He took a sip of that wine while sat at my kitchen island that evening. The look on his face was expertly impassive. The aroma of layered herbs and stewed meat rose into the air, mingled with the scent of my rose-and-peony candle and his cologne. Low murmuring R&B filled the dim of the room, humming at us sultrily, mockingly, almost hauntingly, ‘nobody else but you . . .’
He shrugged. ‘What do you want me to say, Scheherazade?’
I rolled my eyes. He was so dramatic, no Scher, no familiarity. He needed the full length of my name to maintain his distance. He was talking to me as if I was one of his students trying to flirt with him. He might as well have called me Ms Shirvani.

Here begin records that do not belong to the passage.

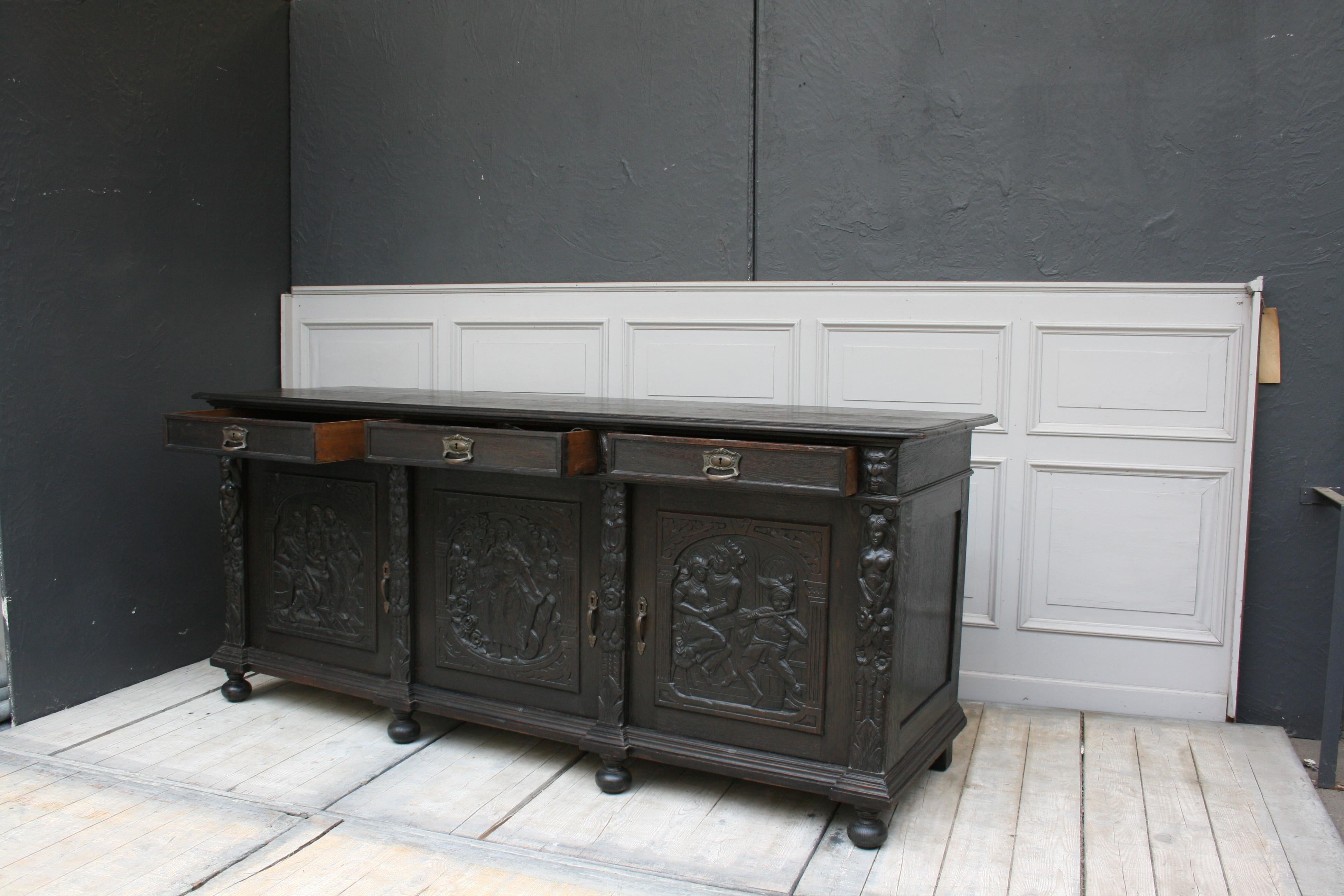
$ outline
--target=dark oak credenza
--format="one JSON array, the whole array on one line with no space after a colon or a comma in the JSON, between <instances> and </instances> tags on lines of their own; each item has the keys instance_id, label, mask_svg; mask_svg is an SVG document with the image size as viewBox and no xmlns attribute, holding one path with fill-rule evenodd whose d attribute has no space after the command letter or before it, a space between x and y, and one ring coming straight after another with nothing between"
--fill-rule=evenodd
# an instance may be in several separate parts
<instances>
[{"instance_id":1,"label":"dark oak credenza","mask_svg":"<svg viewBox=\"0 0 1344 896\"><path fill-rule=\"evenodd\" d=\"M992 416L376 388L200 394L223 695L247 670L851 803L957 704L970 433Z\"/></svg>"}]
</instances>

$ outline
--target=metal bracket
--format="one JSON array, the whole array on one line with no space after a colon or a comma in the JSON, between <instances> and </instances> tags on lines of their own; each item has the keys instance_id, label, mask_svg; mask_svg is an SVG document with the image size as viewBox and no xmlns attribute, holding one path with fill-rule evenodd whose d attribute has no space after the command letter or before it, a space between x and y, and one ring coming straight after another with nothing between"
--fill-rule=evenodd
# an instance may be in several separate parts
<instances>
[{"instance_id":1,"label":"metal bracket","mask_svg":"<svg viewBox=\"0 0 1344 896\"><path fill-rule=\"evenodd\" d=\"M1298 504L1333 504L1344 508L1344 485L1304 485L1297 496Z\"/></svg>"}]
</instances>

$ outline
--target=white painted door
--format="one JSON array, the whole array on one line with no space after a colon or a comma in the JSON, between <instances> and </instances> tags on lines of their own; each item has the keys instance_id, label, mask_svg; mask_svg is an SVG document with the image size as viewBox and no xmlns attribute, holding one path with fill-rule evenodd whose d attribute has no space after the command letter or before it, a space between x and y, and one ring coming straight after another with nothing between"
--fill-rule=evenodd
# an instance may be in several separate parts
<instances>
[{"instance_id":1,"label":"white painted door","mask_svg":"<svg viewBox=\"0 0 1344 896\"><path fill-rule=\"evenodd\" d=\"M304 287L286 386L992 412L962 693L1223 719L1259 293L1242 283Z\"/></svg>"}]
</instances>

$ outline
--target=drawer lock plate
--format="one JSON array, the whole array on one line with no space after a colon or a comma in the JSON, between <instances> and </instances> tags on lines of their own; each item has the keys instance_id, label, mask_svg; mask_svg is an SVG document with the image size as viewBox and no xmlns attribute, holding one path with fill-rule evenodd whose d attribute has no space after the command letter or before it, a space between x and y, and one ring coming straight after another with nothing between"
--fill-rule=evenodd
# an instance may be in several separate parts
<instances>
[{"instance_id":1,"label":"drawer lock plate","mask_svg":"<svg viewBox=\"0 0 1344 896\"><path fill-rule=\"evenodd\" d=\"M476 445L474 439L469 439L465 435L445 435L444 437L444 462L445 463L466 463L472 459L472 446Z\"/></svg>"},{"instance_id":2,"label":"drawer lock plate","mask_svg":"<svg viewBox=\"0 0 1344 896\"><path fill-rule=\"evenodd\" d=\"M223 431L224 439L220 447L226 451L242 451L247 447L247 430L241 426L226 426Z\"/></svg>"},{"instance_id":3,"label":"drawer lock plate","mask_svg":"<svg viewBox=\"0 0 1344 896\"><path fill-rule=\"evenodd\" d=\"M732 480L741 470L742 455L728 449L715 449L704 453L704 474L711 480Z\"/></svg>"}]
</instances>

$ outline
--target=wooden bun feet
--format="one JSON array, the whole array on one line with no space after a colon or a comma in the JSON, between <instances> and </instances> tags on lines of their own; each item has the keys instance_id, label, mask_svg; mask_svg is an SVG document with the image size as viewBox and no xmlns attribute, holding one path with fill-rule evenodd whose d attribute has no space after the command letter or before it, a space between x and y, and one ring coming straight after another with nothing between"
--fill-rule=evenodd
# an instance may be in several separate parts
<instances>
[{"instance_id":1,"label":"wooden bun feet","mask_svg":"<svg viewBox=\"0 0 1344 896\"><path fill-rule=\"evenodd\" d=\"M620 759L602 758L602 767L593 775L597 786L605 794L624 794L630 789L630 771L621 764Z\"/></svg>"},{"instance_id":2,"label":"wooden bun feet","mask_svg":"<svg viewBox=\"0 0 1344 896\"><path fill-rule=\"evenodd\" d=\"M849 842L859 849L876 849L887 842L887 822L878 813L856 809L856 818L849 822Z\"/></svg>"},{"instance_id":3,"label":"wooden bun feet","mask_svg":"<svg viewBox=\"0 0 1344 896\"><path fill-rule=\"evenodd\" d=\"M392 743L415 743L419 737L419 723L411 719L410 712L392 709L392 720L387 723L387 736L392 739Z\"/></svg>"},{"instance_id":4,"label":"wooden bun feet","mask_svg":"<svg viewBox=\"0 0 1344 896\"><path fill-rule=\"evenodd\" d=\"M228 681L219 685L219 693L224 695L228 703L242 703L251 696L251 682L241 672L230 672Z\"/></svg>"}]
</instances>

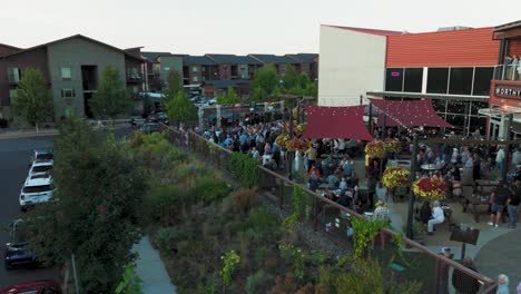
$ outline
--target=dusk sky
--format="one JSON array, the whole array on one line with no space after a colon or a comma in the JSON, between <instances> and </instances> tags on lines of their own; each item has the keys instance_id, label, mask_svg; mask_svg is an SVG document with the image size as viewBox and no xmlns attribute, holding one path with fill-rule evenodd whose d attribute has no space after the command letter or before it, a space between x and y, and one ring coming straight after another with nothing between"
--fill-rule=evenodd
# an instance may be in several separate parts
<instances>
[{"instance_id":1,"label":"dusk sky","mask_svg":"<svg viewBox=\"0 0 521 294\"><path fill-rule=\"evenodd\" d=\"M434 31L521 19L520 0L2 1L0 43L31 47L81 33L118 48L173 53L318 52L320 24Z\"/></svg>"}]
</instances>

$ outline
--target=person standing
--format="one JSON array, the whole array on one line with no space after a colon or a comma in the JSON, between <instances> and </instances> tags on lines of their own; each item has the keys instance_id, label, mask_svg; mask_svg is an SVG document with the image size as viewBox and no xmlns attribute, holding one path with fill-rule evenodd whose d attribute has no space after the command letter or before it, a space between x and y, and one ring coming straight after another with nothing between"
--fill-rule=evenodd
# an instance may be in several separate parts
<instances>
[{"instance_id":1,"label":"person standing","mask_svg":"<svg viewBox=\"0 0 521 294\"><path fill-rule=\"evenodd\" d=\"M305 153L306 157L307 157L307 171L309 171L311 167L315 165L315 161L316 161L316 155L317 155L317 151L316 151L316 148L315 148L315 145L312 145Z\"/></svg>"},{"instance_id":2,"label":"person standing","mask_svg":"<svg viewBox=\"0 0 521 294\"><path fill-rule=\"evenodd\" d=\"M465 257L462 264L474 272L478 272L474 266L472 258ZM454 270L452 273L452 286L454 286L456 294L475 294L480 291L480 282L473 276L470 276L462 271Z\"/></svg>"},{"instance_id":3,"label":"person standing","mask_svg":"<svg viewBox=\"0 0 521 294\"><path fill-rule=\"evenodd\" d=\"M504 149L500 147L498 154L495 155L495 167L501 173L503 170L503 160L504 160Z\"/></svg>"},{"instance_id":4,"label":"person standing","mask_svg":"<svg viewBox=\"0 0 521 294\"><path fill-rule=\"evenodd\" d=\"M498 290L495 294L510 294L509 277L507 275L501 274L498 276Z\"/></svg>"},{"instance_id":5,"label":"person standing","mask_svg":"<svg viewBox=\"0 0 521 294\"><path fill-rule=\"evenodd\" d=\"M434 235L434 225L442 224L445 220L445 215L440 207L440 202L433 202L432 206L432 218L427 222L427 235Z\"/></svg>"},{"instance_id":6,"label":"person standing","mask_svg":"<svg viewBox=\"0 0 521 294\"><path fill-rule=\"evenodd\" d=\"M499 227L499 223L501 220L501 213L503 213L504 205L507 204L507 199L510 197L511 193L509 188L504 185L504 182L500 179L495 190L492 192L491 202L491 215L489 226Z\"/></svg>"},{"instance_id":7,"label":"person standing","mask_svg":"<svg viewBox=\"0 0 521 294\"><path fill-rule=\"evenodd\" d=\"M513 194L511 194L510 198L508 199L508 212L509 212L509 219L510 228L515 228L515 223L517 223L517 217L518 217L518 206L519 203L521 202L521 182L515 180L515 186Z\"/></svg>"},{"instance_id":8,"label":"person standing","mask_svg":"<svg viewBox=\"0 0 521 294\"><path fill-rule=\"evenodd\" d=\"M445 256L449 259L452 259L454 254L452 254L451 248L442 247L440 255ZM450 265L443 261L438 261L436 263L438 268L438 294L446 294L449 293L449 270Z\"/></svg>"}]
</instances>

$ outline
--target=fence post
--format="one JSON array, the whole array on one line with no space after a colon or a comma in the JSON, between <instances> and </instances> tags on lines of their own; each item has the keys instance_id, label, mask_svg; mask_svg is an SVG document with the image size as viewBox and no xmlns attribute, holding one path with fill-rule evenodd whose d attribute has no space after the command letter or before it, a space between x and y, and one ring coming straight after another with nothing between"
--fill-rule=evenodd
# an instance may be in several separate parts
<instances>
[{"instance_id":1,"label":"fence post","mask_svg":"<svg viewBox=\"0 0 521 294\"><path fill-rule=\"evenodd\" d=\"M276 180L276 179L275 179ZM278 206L284 209L284 180L278 179L281 185L278 187Z\"/></svg>"},{"instance_id":2,"label":"fence post","mask_svg":"<svg viewBox=\"0 0 521 294\"><path fill-rule=\"evenodd\" d=\"M313 195L313 228L316 231L318 227L318 202L316 194Z\"/></svg>"}]
</instances>

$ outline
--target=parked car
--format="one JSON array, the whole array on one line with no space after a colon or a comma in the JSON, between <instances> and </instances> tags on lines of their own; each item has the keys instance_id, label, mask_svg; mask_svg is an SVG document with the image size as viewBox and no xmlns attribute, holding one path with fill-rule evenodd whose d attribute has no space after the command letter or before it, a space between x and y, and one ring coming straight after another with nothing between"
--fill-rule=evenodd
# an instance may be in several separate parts
<instances>
[{"instance_id":1,"label":"parked car","mask_svg":"<svg viewBox=\"0 0 521 294\"><path fill-rule=\"evenodd\" d=\"M32 165L35 160L51 160L55 158L55 155L51 149L35 149L32 153L29 165Z\"/></svg>"},{"instance_id":2,"label":"parked car","mask_svg":"<svg viewBox=\"0 0 521 294\"><path fill-rule=\"evenodd\" d=\"M36 265L36 254L28 249L28 231L24 222L19 218L11 224L10 239L6 244L3 263L6 268Z\"/></svg>"},{"instance_id":3,"label":"parked car","mask_svg":"<svg viewBox=\"0 0 521 294\"><path fill-rule=\"evenodd\" d=\"M49 174L29 175L20 190L20 209L27 212L32 206L50 202L52 198L52 177Z\"/></svg>"},{"instance_id":4,"label":"parked car","mask_svg":"<svg viewBox=\"0 0 521 294\"><path fill-rule=\"evenodd\" d=\"M155 133L155 131L160 131L161 130L161 126L157 122L145 122L142 124L140 130L142 133L146 133L146 134L151 134L151 133Z\"/></svg>"},{"instance_id":5,"label":"parked car","mask_svg":"<svg viewBox=\"0 0 521 294\"><path fill-rule=\"evenodd\" d=\"M32 161L29 176L36 174L51 174L55 161L52 159L37 159Z\"/></svg>"},{"instance_id":6,"label":"parked car","mask_svg":"<svg viewBox=\"0 0 521 294\"><path fill-rule=\"evenodd\" d=\"M50 280L27 282L0 290L0 294L61 294L60 285Z\"/></svg>"}]
</instances>

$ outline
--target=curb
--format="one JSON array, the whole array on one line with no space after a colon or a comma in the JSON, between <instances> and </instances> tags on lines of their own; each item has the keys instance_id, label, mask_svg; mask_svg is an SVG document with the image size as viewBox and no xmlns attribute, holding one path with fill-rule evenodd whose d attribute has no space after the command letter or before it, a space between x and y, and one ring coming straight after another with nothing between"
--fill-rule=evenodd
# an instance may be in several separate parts
<instances>
[{"instance_id":1,"label":"curb","mask_svg":"<svg viewBox=\"0 0 521 294\"><path fill-rule=\"evenodd\" d=\"M13 134L0 134L0 140L8 140L8 139L21 139L21 138L32 138L32 137L51 137L58 135L58 130L56 131L46 131L46 133L13 133Z\"/></svg>"}]
</instances>

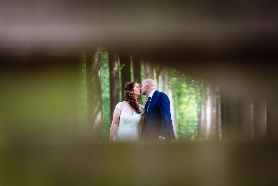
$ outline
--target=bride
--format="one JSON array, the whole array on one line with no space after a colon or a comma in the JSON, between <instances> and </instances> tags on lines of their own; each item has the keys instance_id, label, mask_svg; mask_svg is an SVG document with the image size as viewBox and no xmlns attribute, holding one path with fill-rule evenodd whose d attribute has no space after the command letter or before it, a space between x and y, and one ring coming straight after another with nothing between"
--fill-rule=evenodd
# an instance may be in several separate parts
<instances>
[{"instance_id":1,"label":"bride","mask_svg":"<svg viewBox=\"0 0 278 186\"><path fill-rule=\"evenodd\" d=\"M137 101L141 91L136 82L128 83L126 86L125 101L117 104L114 111L109 143L139 142L145 111L145 107Z\"/></svg>"}]
</instances>

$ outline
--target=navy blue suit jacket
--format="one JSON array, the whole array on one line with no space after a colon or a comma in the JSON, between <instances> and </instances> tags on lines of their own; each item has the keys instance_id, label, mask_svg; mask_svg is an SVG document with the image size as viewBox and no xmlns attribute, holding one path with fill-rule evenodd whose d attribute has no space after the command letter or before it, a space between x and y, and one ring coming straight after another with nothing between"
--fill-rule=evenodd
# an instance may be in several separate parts
<instances>
[{"instance_id":1,"label":"navy blue suit jacket","mask_svg":"<svg viewBox=\"0 0 278 186\"><path fill-rule=\"evenodd\" d=\"M175 140L168 96L156 91L148 106L148 112L147 103L140 140L156 141L160 136L165 138L166 141Z\"/></svg>"}]
</instances>

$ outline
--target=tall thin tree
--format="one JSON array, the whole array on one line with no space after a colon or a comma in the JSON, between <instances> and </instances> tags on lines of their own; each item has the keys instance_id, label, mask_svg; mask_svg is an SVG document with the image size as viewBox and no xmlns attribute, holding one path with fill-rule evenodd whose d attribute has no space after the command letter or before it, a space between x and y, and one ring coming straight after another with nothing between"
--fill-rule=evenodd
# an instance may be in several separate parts
<instances>
[{"instance_id":1,"label":"tall thin tree","mask_svg":"<svg viewBox=\"0 0 278 186\"><path fill-rule=\"evenodd\" d=\"M255 141L267 139L266 104L265 100L262 98L254 100L254 133Z\"/></svg>"},{"instance_id":2,"label":"tall thin tree","mask_svg":"<svg viewBox=\"0 0 278 186\"><path fill-rule=\"evenodd\" d=\"M126 54L120 54L119 55L121 65L122 68L121 71L122 75L122 101L125 100L124 91L126 84L131 81L131 73L130 72L130 55Z\"/></svg>"},{"instance_id":3,"label":"tall thin tree","mask_svg":"<svg viewBox=\"0 0 278 186\"><path fill-rule=\"evenodd\" d=\"M118 55L117 53L108 52L109 81L110 87L110 122L112 122L115 108L120 102L120 83Z\"/></svg>"},{"instance_id":4,"label":"tall thin tree","mask_svg":"<svg viewBox=\"0 0 278 186\"><path fill-rule=\"evenodd\" d=\"M93 139L101 143L102 131L102 101L101 83L100 51L86 51L86 76L88 109L87 125L93 132Z\"/></svg>"}]
</instances>

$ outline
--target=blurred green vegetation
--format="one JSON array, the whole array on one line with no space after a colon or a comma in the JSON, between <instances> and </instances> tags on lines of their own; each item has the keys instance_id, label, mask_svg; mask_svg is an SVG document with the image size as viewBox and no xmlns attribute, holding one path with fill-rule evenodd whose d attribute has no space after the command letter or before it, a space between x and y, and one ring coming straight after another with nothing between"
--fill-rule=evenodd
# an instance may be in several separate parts
<instances>
[{"instance_id":1,"label":"blurred green vegetation","mask_svg":"<svg viewBox=\"0 0 278 186\"><path fill-rule=\"evenodd\" d=\"M87 120L85 57L85 53L83 53L80 66L82 73L81 89L83 92L83 115L84 123ZM109 139L111 123L108 55L107 52L103 49L101 52L100 63L103 118L102 137L103 142L105 143L108 141ZM141 61L141 78L143 80L146 77L144 73L142 61ZM120 87L121 69L125 64L120 65L119 61L119 64ZM134 78L132 64L131 60L132 81ZM140 84L141 82L139 82ZM175 69L169 69L168 71L168 83L169 88L171 90L173 97L176 98L174 99L175 111L178 112L178 113L174 113L176 122L178 123L176 138L180 141L195 140L197 139L198 125L198 103L202 99L199 92L200 90L203 88L204 83L201 79L193 78L189 75L181 73ZM165 90L158 90L163 91ZM120 97L122 93L120 88ZM141 96L143 104L145 104L145 96Z\"/></svg>"}]
</instances>

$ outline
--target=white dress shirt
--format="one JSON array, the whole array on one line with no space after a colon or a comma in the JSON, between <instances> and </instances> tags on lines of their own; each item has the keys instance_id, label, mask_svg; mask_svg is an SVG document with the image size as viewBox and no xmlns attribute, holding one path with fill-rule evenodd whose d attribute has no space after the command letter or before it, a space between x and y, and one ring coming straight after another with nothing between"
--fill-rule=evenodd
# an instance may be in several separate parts
<instances>
[{"instance_id":1,"label":"white dress shirt","mask_svg":"<svg viewBox=\"0 0 278 186\"><path fill-rule=\"evenodd\" d=\"M150 95L149 95L149 96L148 96L148 97L151 97L151 100L150 100L150 104L151 103L151 101L152 101L152 95L153 95L153 93L154 93L154 92L156 90L156 89L154 89L153 91L152 91L152 92L151 92L150 93ZM148 108L147 109L147 112L148 112L149 111L149 106L150 105L148 105ZM165 138L164 137L163 137L162 136L159 136L158 137L159 137L160 138L163 138L163 139L164 139L164 140L165 140Z\"/></svg>"}]
</instances>

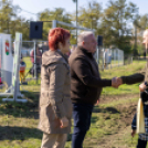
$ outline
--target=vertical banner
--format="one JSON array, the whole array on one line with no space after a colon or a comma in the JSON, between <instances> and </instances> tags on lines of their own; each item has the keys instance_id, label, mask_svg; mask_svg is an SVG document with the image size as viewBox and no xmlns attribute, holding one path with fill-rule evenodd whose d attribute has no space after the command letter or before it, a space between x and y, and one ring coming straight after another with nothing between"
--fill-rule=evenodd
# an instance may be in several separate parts
<instances>
[{"instance_id":1,"label":"vertical banner","mask_svg":"<svg viewBox=\"0 0 148 148\"><path fill-rule=\"evenodd\" d=\"M12 74L12 87L13 87L13 99L15 101L19 92L19 66L20 66L20 55L21 55L21 43L22 34L15 33L14 41L14 60L13 60L13 74Z\"/></svg>"},{"instance_id":2,"label":"vertical banner","mask_svg":"<svg viewBox=\"0 0 148 148\"><path fill-rule=\"evenodd\" d=\"M11 86L13 56L11 47L11 34L0 33L1 78Z\"/></svg>"}]
</instances>

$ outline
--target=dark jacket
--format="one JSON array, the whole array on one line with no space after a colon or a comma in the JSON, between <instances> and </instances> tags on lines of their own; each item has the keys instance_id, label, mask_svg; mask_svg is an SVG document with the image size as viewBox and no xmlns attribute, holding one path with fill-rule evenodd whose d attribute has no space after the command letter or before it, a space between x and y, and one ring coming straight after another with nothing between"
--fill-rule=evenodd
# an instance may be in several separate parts
<instances>
[{"instance_id":1,"label":"dark jacket","mask_svg":"<svg viewBox=\"0 0 148 148\"><path fill-rule=\"evenodd\" d=\"M46 134L71 131L72 101L70 98L70 67L60 50L46 51L42 56L40 121L38 128ZM68 126L61 128L66 117Z\"/></svg>"},{"instance_id":2,"label":"dark jacket","mask_svg":"<svg viewBox=\"0 0 148 148\"><path fill-rule=\"evenodd\" d=\"M68 59L71 67L71 99L73 103L95 104L102 87L112 86L110 80L102 80L98 65L85 49L77 47Z\"/></svg>"}]
</instances>

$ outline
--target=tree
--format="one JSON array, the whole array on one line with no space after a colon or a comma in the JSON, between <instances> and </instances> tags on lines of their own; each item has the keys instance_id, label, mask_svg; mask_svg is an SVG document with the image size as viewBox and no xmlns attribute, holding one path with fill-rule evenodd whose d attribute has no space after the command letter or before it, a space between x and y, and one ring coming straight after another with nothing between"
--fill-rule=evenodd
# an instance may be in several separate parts
<instances>
[{"instance_id":1,"label":"tree","mask_svg":"<svg viewBox=\"0 0 148 148\"><path fill-rule=\"evenodd\" d=\"M114 45L125 52L130 52L131 25L138 10L133 2L126 0L109 0L107 9L104 10L102 23L97 30L104 35L105 45ZM128 24L128 25L127 25Z\"/></svg>"},{"instance_id":2,"label":"tree","mask_svg":"<svg viewBox=\"0 0 148 148\"><path fill-rule=\"evenodd\" d=\"M88 2L87 7L80 9L78 24L89 29L97 29L102 17L102 7L96 1Z\"/></svg>"}]
</instances>

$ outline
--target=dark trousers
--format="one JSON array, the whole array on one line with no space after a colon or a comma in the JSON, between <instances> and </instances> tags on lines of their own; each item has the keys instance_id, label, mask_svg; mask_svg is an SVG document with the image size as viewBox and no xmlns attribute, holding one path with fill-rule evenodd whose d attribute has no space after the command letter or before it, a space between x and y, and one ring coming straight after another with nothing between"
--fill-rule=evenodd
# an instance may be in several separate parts
<instances>
[{"instance_id":1,"label":"dark trousers","mask_svg":"<svg viewBox=\"0 0 148 148\"><path fill-rule=\"evenodd\" d=\"M147 147L147 140L138 139L137 148L146 148L146 147Z\"/></svg>"},{"instance_id":2,"label":"dark trousers","mask_svg":"<svg viewBox=\"0 0 148 148\"><path fill-rule=\"evenodd\" d=\"M83 140L91 126L93 105L73 104L74 131L72 148L83 148Z\"/></svg>"}]
</instances>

He worked in a university as a professor and researcher, the youngest in the faculty, and the most eligible in his faculty. He taught Iranian politics and history (the right amount of grit and softness)。 He looked (too) storybook, (too) fairytale; he looked like a prince who had maidens swooning in the market. He had an auric nobility, with his crown of thick wavy hair, a sunrise smile and caramel skin that almost gleamed gold. He looked so pure and perfect that it was uniquely satisfying to watch his sweet eyes darken with passion when he was about to kiss me, to rumple his hair as I ran my fingers through it, to make his calm voice lower into an uncontrolled growl as my teeth nipped at his neck.
Right then, however, his tone remained even. It was highly irritating. ‘You’re being really passive aggressive right now, Shahryār.’
He smiled and genially speared a forkful of saffron rice and herby stew into his mouth. His eyes were bright.
‘I’m being passive aggressive? You don’t think confessing you hooked up with your ex-boyfriend at a mutual friend’s birthday party over ghormeh sabzi is a little more passive aggressive? You know it’s my favourite meal . . .’
Oh, he was good. Better than I’d anticipated.
I shook my head and took a sip of my wine. ‘I wasn’t confessing. Confessing implies that I think I did something wrong. I just thought you would like to know. But sorry. Would you have preferred I told you over pizza?’
Shahryār nodded. ‘Yes. I would, actually. I would prefer it if I didn’t think about you fucking your pestiferous ex-boyfriend whenever I ate ghormeh sabzi. Pizza, though? Pizza, I could do without. I think I’m lactose intolerant anyway.’
‘Pestiferous? Pestiferous! Who says pestiferous? Also, we didn’t fuck. We just made out. With tongue. There was like two, or maybe three boob grabs, tops.’
I’d almost lost it with my questioning of his use of such a pretentious word, but I was proud of how I’d brought it back and gained ground. That ‘pestiferous’ really pissed me off. How did he have the presence of mind to use the word pestiferous when I’d just told him I’d got with my trash ex-boyfriend, who I’d once referred to as a budget Wolf of Wall Street (Coyote of Canary Wharf, Shahryār had laughed)? Did he just not care? How was his brain so relaxed that words such as pestiferous were so easily accessible? He was maddening.
Shahryār looked at me for three long seconds, before he nodded, the corner of his mouth flicking up. He scooped another forkful of food into his mouth and chewed slowly, his gaze fastened on to mine, leaden with something that slowed down time and quickened my heartbeat. It shot a spark through me, and I took a large gulp of wine in an attempt to drown it, but all it did was fan the spark into a flame.
I forgot that he knew me. I was so used to being with men who didn’t. I was so used to making sure it was a certain way that I’d taken Shah for granted. I’d made the mistake of taking my unknowability as an immutable fact. I’d become too reliant on it for protection.
Shahryār and I had been seeing each other for three months at the point of our first fight. We’d met at a political luncheon; him as a researcher and community organiser and me as a strategist, sent to control and quell people like him. I’d spotted him while my client – a promising middle statesmen with ambition and drive – was giving a speech. I was sitting in the crowd as I always did and perusing who was sitting around me when our eyes caught. He released a small smile. An angular, sharp and knowing smile. It was at odds with how he looked; sweet, handsome, charmingly affable in his plaid shirt, soft sweater and chino combo, with chic tortoise-shell glasses. You would assume the most threatening thing he could do to you was check your references in a last-minute paper. That smile during the speech had a texture I found appealing, a taste I couldn’t quite place: it had an umami to it. It whet an appetite I didn’t know I had. During this stage, I’d thought that my curiosity was purely professional: locate a potential problem and deactivate it before it detonated.